Commercial success was not on her mind, Giffin says. "If I had, I would have tried to write a legal thriller." She didn't even think about chick-lit. "I didn't have marketing and pretty covers and publishers and reviewers in mind when I wrote [Something Borrowed]. I wrote with the door closed. I wrote the story I wanted to tell."
Not that she minds the genre. "I think that chick-lit is just a way of saying that these books are relationship-driven and they are about who we are as sisters and friends and lovers and professional people trying to conquer our fears and tap into what we want and taking risks to get what we want."
Still, for all her determination and drive, Giffin says that her writing process is highly "inefficient." She never has an outline and doesn't know how the story will unfold. She simply begins with a general concept. For Baby Proof, it was the question of whether there's a deal-breaker in true love. Then she "gets into the head of my protagonist, getting to know her, what she is about, what she wants, what is her conflict. Relationships form. Everything evolves. And it is the relationships that drive the plot." That process sometimes sends her down the wrong path. She worked on Baby Proof for almost three months with Claudia being the one who changed her mind about having a baby. "But it was flat. And it became more interesting to me when it was Ben who changed." She threw out more than 100 pages of work and started over.

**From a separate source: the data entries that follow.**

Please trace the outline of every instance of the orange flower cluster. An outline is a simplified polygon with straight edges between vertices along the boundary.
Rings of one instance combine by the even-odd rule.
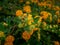
[[[4,45],[13,45],[14,40],[15,40],[15,38],[12,35],[8,35],[6,37]]]
[[[24,39],[24,40],[26,40],[26,41],[28,41],[29,39],[30,39],[30,34],[27,32],[27,31],[24,31],[23,33],[22,33],[22,38]]]

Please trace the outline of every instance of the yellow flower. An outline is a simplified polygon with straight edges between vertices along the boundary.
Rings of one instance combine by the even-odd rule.
[[[29,5],[26,5],[23,7],[24,12],[31,13],[31,7]]]
[[[14,36],[12,36],[12,35],[8,35],[7,37],[6,37],[6,42],[13,42],[15,40],[15,38],[14,38]]]
[[[12,42],[5,42],[4,45],[13,45]]]
[[[22,16],[22,14],[23,14],[22,10],[17,10],[16,11],[16,16]]]
[[[54,6],[53,9],[54,10],[60,10],[60,7],[59,6]]]
[[[30,34],[27,31],[24,31],[22,33],[22,38],[26,41],[28,41],[30,39]]]
[[[4,32],[0,31],[0,37],[4,37]]]

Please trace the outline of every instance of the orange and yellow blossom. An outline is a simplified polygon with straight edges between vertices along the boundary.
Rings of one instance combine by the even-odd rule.
[[[60,12],[59,12],[59,11],[56,11],[56,13],[55,13],[55,14],[58,16],[58,15],[60,15]]]
[[[24,0],[19,0],[19,2],[21,3],[21,2],[24,2]]]
[[[23,11],[22,10],[17,10],[16,11],[16,16],[22,16],[23,15]]]
[[[4,32],[0,31],[0,37],[4,37]]]
[[[54,45],[60,45],[58,41],[54,41]]]
[[[48,16],[52,16],[51,13],[46,12],[46,11],[42,11],[42,12],[40,12],[40,14],[41,14],[41,16],[42,16],[42,18],[43,18],[44,20],[47,19]],[[51,17],[50,17],[50,19],[51,19]]]
[[[29,5],[26,5],[23,7],[24,12],[31,13],[31,7]]]
[[[28,41],[29,39],[30,39],[30,34],[27,32],[27,31],[24,31],[23,33],[22,33],[22,38],[24,39],[24,40],[26,40],[26,41]]]
[[[38,2],[38,6],[47,6],[46,2]]]
[[[26,1],[26,4],[27,4],[27,5],[30,4],[30,1]]]
[[[58,23],[60,23],[60,19],[58,18]]]
[[[31,0],[32,3],[38,3],[39,0]]]
[[[32,22],[34,22],[31,14],[28,14],[27,19],[28,19],[28,25],[31,25]]]
[[[5,42],[4,45],[13,45],[12,42]]]

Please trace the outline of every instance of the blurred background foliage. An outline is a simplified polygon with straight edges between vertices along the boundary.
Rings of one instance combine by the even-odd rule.
[[[23,7],[26,5],[31,7],[31,12],[29,9],[24,11]],[[16,14],[17,10],[22,10],[22,15],[32,15],[31,20],[34,22],[28,25],[27,19],[30,17],[22,19],[21,12]],[[50,16],[45,19],[42,11],[47,12],[45,15],[52,15],[52,21]],[[40,17],[43,19],[37,23]],[[35,24],[37,26],[34,26]],[[33,29],[35,31],[32,33]],[[23,34],[22,37],[24,31],[32,33],[31,36],[26,34],[30,37],[26,37],[27,41],[24,38],[26,35]],[[12,36],[6,39],[9,35]],[[6,43],[6,40],[13,39],[13,42]],[[60,45],[60,0],[0,0],[0,45]]]

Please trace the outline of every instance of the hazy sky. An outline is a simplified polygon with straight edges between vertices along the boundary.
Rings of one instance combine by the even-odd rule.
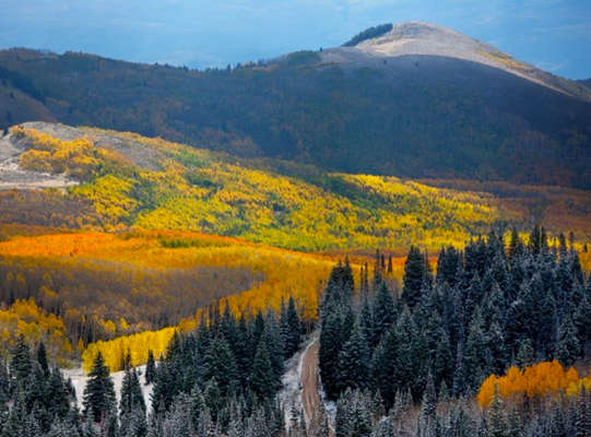
[[[591,78],[591,0],[0,0],[0,48],[223,67],[338,46],[371,25],[405,21]]]

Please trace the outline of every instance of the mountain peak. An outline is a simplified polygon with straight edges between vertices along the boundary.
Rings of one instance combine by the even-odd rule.
[[[381,31],[381,32],[380,32]],[[476,62],[504,70],[555,91],[591,99],[589,90],[542,71],[490,44],[428,22],[382,24],[354,37],[355,44],[324,50],[322,59],[332,63],[373,64],[383,58],[437,56]]]

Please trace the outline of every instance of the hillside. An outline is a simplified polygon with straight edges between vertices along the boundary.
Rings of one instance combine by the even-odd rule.
[[[24,49],[0,67],[7,125],[57,119],[330,172],[591,188],[591,92],[429,24],[229,70]]]
[[[12,150],[0,168],[3,223],[193,231],[310,251],[438,248],[528,221],[523,209],[485,193],[239,160],[131,133],[25,123],[0,150]],[[12,190],[46,186],[58,189]]]

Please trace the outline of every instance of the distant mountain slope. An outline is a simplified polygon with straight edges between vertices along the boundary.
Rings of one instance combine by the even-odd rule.
[[[367,58],[363,55],[370,55]],[[504,54],[481,40],[433,23],[411,22],[393,26],[390,32],[364,39],[352,48],[340,47],[322,51],[329,62],[370,62],[375,58],[400,56],[444,56],[500,69],[574,97],[591,99],[591,92],[577,83],[558,78]]]
[[[197,231],[321,250],[418,241],[439,247],[527,220],[521,211],[476,193],[300,166],[281,170],[276,162],[237,160],[129,133],[37,122],[13,128],[0,149],[9,144],[21,151],[15,160],[28,172],[27,180],[29,173],[48,172],[79,185],[61,196],[0,193],[0,222]],[[0,179],[4,170],[0,165]]]
[[[13,128],[0,151],[11,151],[0,162],[0,224],[193,231],[307,251],[439,248],[532,217],[591,236],[591,193],[578,190],[434,188],[45,122]]]
[[[0,95],[17,92],[0,115],[29,108],[12,122],[129,130],[334,172],[591,188],[591,92],[434,25],[231,70],[28,50],[0,52]]]
[[[591,90],[591,79],[587,79],[584,81],[577,81],[578,84],[587,86],[589,90]]]

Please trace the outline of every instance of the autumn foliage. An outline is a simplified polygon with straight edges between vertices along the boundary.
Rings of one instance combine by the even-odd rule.
[[[133,133],[74,132],[79,139],[62,141],[13,129],[28,147],[23,167],[82,181],[66,193],[67,201],[90,209],[73,227],[192,231],[315,251],[418,243],[438,248],[524,216],[488,196],[395,177],[311,178],[304,167],[286,169]]]
[[[528,366],[524,370],[511,367],[501,377],[490,375],[485,379],[478,391],[478,403],[488,406],[495,397],[495,388],[505,399],[545,398],[558,394],[577,394],[584,387],[591,389],[591,375],[579,378],[572,367],[568,370],[557,361],[543,362]]]

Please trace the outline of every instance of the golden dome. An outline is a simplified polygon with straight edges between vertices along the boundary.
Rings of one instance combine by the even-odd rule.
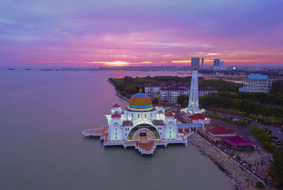
[[[147,110],[152,108],[151,99],[139,89],[139,93],[132,96],[129,99],[129,108],[135,110]]]

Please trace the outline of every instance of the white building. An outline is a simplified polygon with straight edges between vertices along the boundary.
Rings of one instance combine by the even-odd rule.
[[[243,87],[239,88],[239,91],[268,93],[272,84],[272,80],[267,75],[252,74],[243,79]]]
[[[125,148],[133,146],[142,154],[152,154],[157,145],[187,145],[187,138],[192,133],[190,130],[185,131],[184,127],[183,131],[178,130],[175,116],[170,112],[165,113],[161,104],[154,107],[151,99],[142,89],[132,96],[125,109],[115,104],[111,114],[105,116],[107,126],[85,130],[82,134],[87,137],[100,136],[104,145],[123,145]]]
[[[144,86],[144,93],[151,98],[159,97],[161,89],[166,87],[165,84],[151,84]]]
[[[163,102],[176,104],[180,95],[189,95],[190,86],[187,84],[173,84],[168,86],[163,84],[147,84],[145,86],[146,94],[151,98],[160,97]],[[218,93],[211,87],[199,87],[199,96],[206,96],[210,93]]]

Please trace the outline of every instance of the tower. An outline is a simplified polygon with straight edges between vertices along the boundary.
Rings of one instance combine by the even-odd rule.
[[[192,81],[190,83],[190,99],[187,111],[194,113],[199,113],[199,84],[197,81],[197,69],[195,67],[192,74]]]
[[[195,67],[200,68],[200,57],[192,57],[190,67],[192,69]]]

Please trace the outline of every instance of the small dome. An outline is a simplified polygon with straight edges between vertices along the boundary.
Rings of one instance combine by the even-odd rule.
[[[152,108],[151,99],[145,94],[139,92],[132,96],[129,103],[129,108],[134,110],[148,110]]]

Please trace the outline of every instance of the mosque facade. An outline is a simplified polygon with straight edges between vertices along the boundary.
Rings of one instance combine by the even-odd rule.
[[[192,89],[197,90],[197,78]],[[198,96],[190,94],[190,109],[185,111],[190,116],[200,114]],[[197,94],[198,96],[198,93]],[[192,112],[192,114],[190,114]],[[195,116],[195,118],[196,118]],[[82,131],[86,137],[98,136],[103,145],[122,145],[125,148],[134,147],[142,154],[153,154],[158,145],[166,147],[171,143],[187,144],[187,138],[197,128],[204,127],[204,118],[195,120],[192,123],[180,123],[171,112],[165,113],[162,104],[154,106],[151,99],[142,93],[132,95],[128,106],[122,109],[117,104],[112,106],[111,114],[105,115],[108,125],[102,129],[89,129]],[[207,119],[207,118],[205,118]]]

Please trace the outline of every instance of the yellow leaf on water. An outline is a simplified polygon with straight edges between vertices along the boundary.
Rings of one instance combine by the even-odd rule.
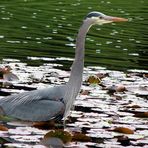
[[[113,131],[124,134],[134,134],[134,131],[127,127],[116,127]]]
[[[143,113],[136,113],[134,117],[139,117],[139,118],[148,118],[148,112],[143,112]]]
[[[0,124],[0,131],[8,131],[8,128]]]

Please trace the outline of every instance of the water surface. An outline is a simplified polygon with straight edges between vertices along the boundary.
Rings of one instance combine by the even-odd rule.
[[[0,59],[28,56],[74,57],[75,38],[90,11],[128,18],[94,26],[86,38],[86,65],[109,69],[147,69],[146,0],[5,0],[0,3]],[[71,62],[63,61],[66,67]]]

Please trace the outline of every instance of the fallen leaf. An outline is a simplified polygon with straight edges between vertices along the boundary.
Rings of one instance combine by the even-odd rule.
[[[91,138],[82,133],[74,133],[72,141],[90,142]]]
[[[126,108],[141,108],[139,105],[129,105]]]
[[[0,131],[8,131],[8,128],[0,124]]]
[[[63,141],[63,143],[67,143],[72,140],[72,135],[69,132],[61,129],[48,132],[47,134],[45,134],[44,139],[48,139],[51,137],[59,138]]]
[[[127,127],[116,127],[113,131],[124,134],[134,134],[134,131]]]
[[[38,129],[51,129],[55,126],[54,121],[46,121],[46,122],[34,122],[33,127]]]
[[[139,117],[139,118],[148,118],[148,112],[143,112],[143,113],[136,113],[134,117]]]
[[[89,84],[100,84],[101,80],[96,75],[89,76],[86,80]]]
[[[117,138],[117,142],[120,142],[121,145],[123,145],[123,146],[131,145],[130,140],[129,140],[129,138],[127,136],[123,135],[123,136],[118,136],[116,138]]]

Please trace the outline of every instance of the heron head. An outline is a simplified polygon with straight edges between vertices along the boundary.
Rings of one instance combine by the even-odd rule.
[[[120,17],[113,17],[113,16],[107,16],[101,12],[90,12],[88,15],[85,17],[84,21],[88,21],[91,24],[107,24],[107,23],[112,23],[112,22],[125,22],[128,21],[125,18],[120,18]]]

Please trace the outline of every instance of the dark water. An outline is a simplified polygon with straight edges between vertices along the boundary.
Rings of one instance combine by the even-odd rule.
[[[129,18],[94,26],[86,39],[86,65],[109,69],[147,69],[147,0],[0,1],[0,59],[28,56],[72,57],[75,37],[90,11]],[[63,61],[69,67],[69,62]]]

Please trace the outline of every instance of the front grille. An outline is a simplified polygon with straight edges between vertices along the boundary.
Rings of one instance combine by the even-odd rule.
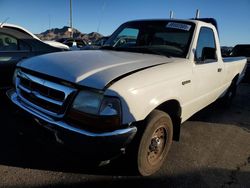
[[[19,71],[16,79],[19,98],[28,105],[48,115],[60,117],[65,113],[67,101],[75,88],[57,84]]]

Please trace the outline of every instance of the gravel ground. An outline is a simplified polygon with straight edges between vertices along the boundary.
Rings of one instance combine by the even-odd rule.
[[[1,99],[3,97],[1,96]],[[250,187],[250,84],[231,107],[216,102],[183,124],[163,168],[152,177],[125,165],[97,168],[53,144],[42,144],[29,121],[0,101],[0,187]],[[20,127],[31,127],[23,133]]]

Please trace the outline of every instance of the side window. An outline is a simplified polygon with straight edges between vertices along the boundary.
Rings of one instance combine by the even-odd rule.
[[[214,32],[212,29],[202,27],[195,51],[195,60],[198,63],[217,61]]]
[[[0,51],[30,51],[30,46],[10,35],[0,33]]]

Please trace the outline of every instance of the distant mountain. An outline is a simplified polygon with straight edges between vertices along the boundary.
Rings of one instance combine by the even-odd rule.
[[[86,33],[81,33],[80,31],[78,31],[75,28],[73,28],[73,31],[74,31],[74,38],[81,38],[81,39],[84,39],[86,41],[95,41],[95,40],[103,37],[102,34],[97,33],[97,32],[92,32],[92,33],[86,34]],[[58,28],[49,29],[45,32],[37,34],[37,36],[41,40],[58,40],[61,38],[69,38],[70,32],[69,32],[69,27],[64,26],[61,29],[58,29]]]

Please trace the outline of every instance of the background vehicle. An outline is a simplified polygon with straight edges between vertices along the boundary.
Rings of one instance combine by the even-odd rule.
[[[19,63],[8,96],[58,143],[99,160],[125,153],[151,175],[181,123],[222,96],[231,100],[244,76],[246,59],[222,58],[210,21],[126,22],[101,50]]]
[[[32,56],[59,51],[63,49],[42,42],[22,27],[2,24],[0,27],[0,88],[11,86],[17,62]]]

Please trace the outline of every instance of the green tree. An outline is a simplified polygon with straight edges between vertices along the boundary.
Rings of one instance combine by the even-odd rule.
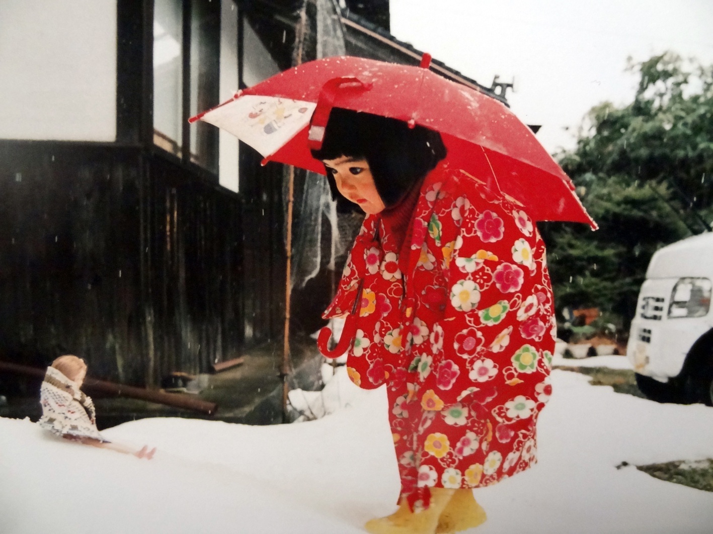
[[[633,101],[593,108],[556,156],[600,229],[543,227],[558,309],[595,306],[624,329],[653,253],[713,219],[713,68],[667,53],[628,69]]]

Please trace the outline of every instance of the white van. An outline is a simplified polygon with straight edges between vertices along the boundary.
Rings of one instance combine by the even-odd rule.
[[[642,392],[713,406],[713,233],[657,251],[641,286],[627,356]]]

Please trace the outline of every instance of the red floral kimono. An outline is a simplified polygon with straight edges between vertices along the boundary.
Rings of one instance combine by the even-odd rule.
[[[386,385],[413,508],[431,487],[488,486],[536,461],[555,323],[544,244],[516,201],[445,162],[411,198],[406,225],[366,217],[324,316],[361,299],[347,371]]]

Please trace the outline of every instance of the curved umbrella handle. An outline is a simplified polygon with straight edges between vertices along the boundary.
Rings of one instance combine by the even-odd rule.
[[[317,348],[325,357],[338,358],[349,350],[356,333],[356,318],[353,315],[347,315],[344,320],[344,328],[342,330],[342,336],[339,337],[337,346],[329,350],[329,338],[332,337],[332,330],[329,330],[329,327],[325,326],[319,330],[319,337],[317,340]]]
[[[333,78],[322,86],[319,98],[317,101],[317,108],[314,108],[314,112],[309,121],[307,142],[311,150],[319,150],[322,148],[322,143],[324,139],[324,129],[327,127],[327,122],[329,120],[332,108],[334,107],[337,93],[344,85],[356,85],[357,88],[367,91],[372,87],[371,83],[363,82],[356,76]]]

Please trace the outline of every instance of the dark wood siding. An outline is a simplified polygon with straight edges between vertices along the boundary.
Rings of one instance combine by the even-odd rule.
[[[279,335],[282,167],[244,203],[156,152],[0,141],[0,357],[155,385]]]

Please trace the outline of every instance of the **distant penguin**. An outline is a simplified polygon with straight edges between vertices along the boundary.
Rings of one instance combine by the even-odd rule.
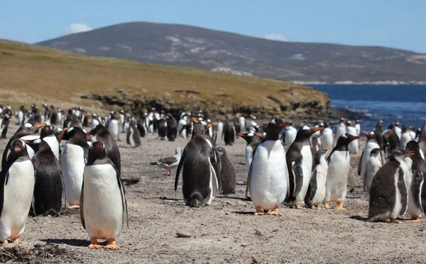
[[[303,209],[312,170],[310,138],[322,129],[320,127],[311,129],[307,126],[302,127],[287,151],[285,160],[288,169],[289,192],[285,204],[290,208]]]
[[[288,172],[280,132],[288,124],[280,119],[269,121],[266,138],[253,153],[247,185],[255,215],[265,214],[268,211],[269,214],[282,215],[279,206],[287,196]]]
[[[0,240],[19,241],[34,192],[34,167],[23,141],[11,143],[6,165],[0,172]]]
[[[408,196],[408,213],[412,216],[412,220],[418,221],[422,217],[422,212],[426,211],[426,162],[420,155],[420,149],[417,142],[411,141],[407,143],[407,150],[410,151],[410,158],[412,160],[411,170],[413,180],[411,180],[410,189]],[[422,180],[423,178],[423,182]],[[420,190],[419,190],[420,188]],[[420,200],[417,195],[420,195]],[[421,205],[419,207],[419,204]]]
[[[222,133],[225,144],[232,145],[234,141],[235,141],[236,131],[234,121],[230,116],[228,116],[227,120],[225,121],[225,126]]]
[[[309,208],[318,207],[325,197],[325,182],[328,163],[325,160],[327,150],[321,149],[315,153],[312,173],[305,197],[305,204]]]
[[[247,145],[246,145],[244,150],[244,159],[246,160],[246,169],[248,171],[250,164],[253,160],[253,153],[256,148],[261,143],[261,138],[253,131],[239,133],[238,136],[243,138],[247,142]]]
[[[100,141],[105,146],[106,155],[112,160],[119,172],[121,171],[121,158],[120,150],[115,141],[106,128],[104,126],[98,125],[94,128],[87,133],[87,135],[92,136],[92,142]]]
[[[64,188],[59,160],[45,141],[37,139],[27,143],[35,151],[31,162],[36,183],[30,215],[59,216]]]
[[[222,180],[222,194],[227,195],[235,193],[236,174],[232,163],[226,157],[226,151],[223,147],[216,148],[220,159],[220,177]]]
[[[74,126],[64,128],[63,134],[59,138],[68,141],[61,158],[65,199],[70,209],[78,209],[83,172],[89,151],[86,134],[82,128]]]
[[[327,159],[329,167],[325,184],[325,198],[323,202],[324,208],[331,208],[329,203],[334,202],[337,204],[339,210],[345,210],[343,202],[346,195],[348,177],[351,172],[351,155],[348,145],[358,138],[359,136],[349,133],[342,134]]]
[[[169,141],[175,141],[178,136],[178,122],[176,119],[171,114],[168,114],[167,116],[167,138]]]
[[[126,135],[126,141],[131,147],[135,148],[141,145],[141,134],[136,127],[136,123],[131,121],[129,123],[129,130]]]
[[[376,148],[370,152],[370,158],[367,161],[364,175],[362,175],[363,189],[368,192],[371,181],[376,175],[376,172],[382,167],[381,158],[380,157],[380,148]],[[365,185],[365,186],[364,186]]]
[[[381,167],[371,181],[368,193],[368,221],[386,221],[395,222],[403,209],[404,196],[401,184],[405,182],[400,161],[405,153],[399,150],[392,152],[390,160]],[[404,183],[405,185],[405,183]],[[406,206],[406,205],[405,205]]]
[[[220,169],[208,135],[208,125],[195,121],[192,138],[183,150],[175,178],[175,192],[182,170],[183,199],[191,207],[209,205],[213,196],[222,191]]]
[[[321,136],[321,147],[324,150],[333,149],[333,131],[328,123],[324,126],[322,136]]]
[[[94,142],[89,150],[80,206],[81,221],[90,238],[89,248],[102,248],[97,239],[106,239],[105,248],[118,249],[116,239],[125,219],[129,226],[127,202],[120,172],[101,142]]]

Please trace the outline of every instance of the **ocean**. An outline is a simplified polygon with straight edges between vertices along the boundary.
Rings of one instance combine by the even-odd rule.
[[[372,131],[378,120],[383,129],[390,122],[423,126],[426,85],[305,84],[327,93],[330,106],[344,109],[362,120],[361,130]]]

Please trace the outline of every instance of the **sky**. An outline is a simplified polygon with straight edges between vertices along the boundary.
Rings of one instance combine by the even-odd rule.
[[[121,23],[426,53],[425,0],[2,0],[0,38],[34,43]]]

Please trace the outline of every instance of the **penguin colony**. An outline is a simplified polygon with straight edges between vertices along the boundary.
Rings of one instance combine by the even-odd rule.
[[[1,110],[3,132],[15,116],[10,107]],[[177,167],[175,190],[182,175],[183,200],[192,207],[235,193],[235,170],[226,149],[217,146],[217,136],[229,146],[242,138],[247,143],[246,195],[249,191],[254,214],[277,216],[283,215],[283,206],[328,209],[335,203],[346,209],[347,191],[354,188],[350,159],[359,155],[361,133],[360,121],[344,119],[334,132],[329,123],[297,129],[280,119],[272,119],[263,132],[254,116],[246,120],[240,114],[227,115],[214,129],[201,111],[175,116],[155,109],[138,115],[113,111],[103,118],[76,107],[65,114],[53,105],[43,105],[42,114],[32,104],[28,111],[21,106],[16,118],[19,128],[6,145],[0,171],[0,239],[18,243],[28,214],[58,216],[67,207],[80,209],[89,248],[119,248],[116,241],[129,224],[116,144],[121,133],[133,148],[150,133],[170,141],[190,138],[183,152],[178,148],[173,156],[151,164],[170,177]],[[357,174],[370,197],[368,221],[395,222],[409,214],[408,221],[420,221],[426,209],[426,120],[417,133],[398,123],[384,131],[382,126],[379,121],[373,131],[362,131],[367,142]]]

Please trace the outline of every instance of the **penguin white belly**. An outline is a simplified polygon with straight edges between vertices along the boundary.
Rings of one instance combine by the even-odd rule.
[[[0,217],[0,240],[16,238],[23,233],[34,183],[34,167],[31,160],[16,161],[9,168]]]
[[[306,192],[307,192],[307,187],[309,187],[309,182],[310,181],[311,174],[312,172],[312,153],[310,150],[309,145],[304,145],[301,150],[302,156],[302,171],[303,172],[303,182],[302,183],[302,188],[300,192],[296,195],[295,203],[297,204],[303,203],[305,201],[305,197],[306,196]]]
[[[343,202],[346,194],[348,175],[351,166],[347,151],[335,151],[329,164],[324,202]]]
[[[83,148],[74,144],[65,144],[61,165],[67,202],[70,206],[78,205],[86,165]]]
[[[250,197],[255,207],[271,210],[287,194],[285,152],[280,141],[258,145],[252,160]]]
[[[89,236],[116,239],[123,227],[124,208],[115,170],[109,164],[86,166],[83,192]]]
[[[111,133],[111,136],[115,141],[119,140],[119,121],[116,119],[112,119],[108,123],[108,131]]]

Giffin writes for four hours a day in the morning. Currently living in Atlanta, where her husband, Hartley (Buddy) Blaha, is president of corporate development at Newell Rubbermaid, she has a nanny come to the house four days a week to look after her boys, now 2½ years old. On the other days, she writes in her attic office while the children nap. "I try to stay with the characters. I don't like to leave them for three days at a time. I lose them."
The last five years have been a whirlwind. When she moved to London, she and Blaha were dating, but not engaged. He followed her there, found a job, and halfway through the year, moved in with her. They got engaged, married and promptly had children. With three bestsellers to her name, she is working on her fourth.
But Giffin can laugh about her need for control and how she has had to learn to let life take its twists and turns just as her novels do. "I was, like, 'We're not having sex in March because we're not having a baby born during the [Christmas] holidays,' and I also thought that pregnancy with identical twins is sort of freakish. So what happens? I get pregnant in May with a due date in February, the egg splits, and they come on New Year's Eve!"
It's unclear whether she managed to deliver them before the midnight deadline.
Emily's story
Born in Baltimore, Md., Emily Giffin has one older sister. Her father worked as an executive with Sears, so the family moved around a lot, later settling near Chicago. Her mother is a librarian. They divorced when Giffin was in college. "It was a friendly divorce," she says. "It would have been better if my family were more maladjusted; then I would have had more to drawn upon." She always wrote as a child. From Grade Five until she was 25 years old, she kept a daily journal. "I never had to hide it or lock it, because it was so mind-numbingly dull," she says. She still writes in a journal, but not every day. -- S.H.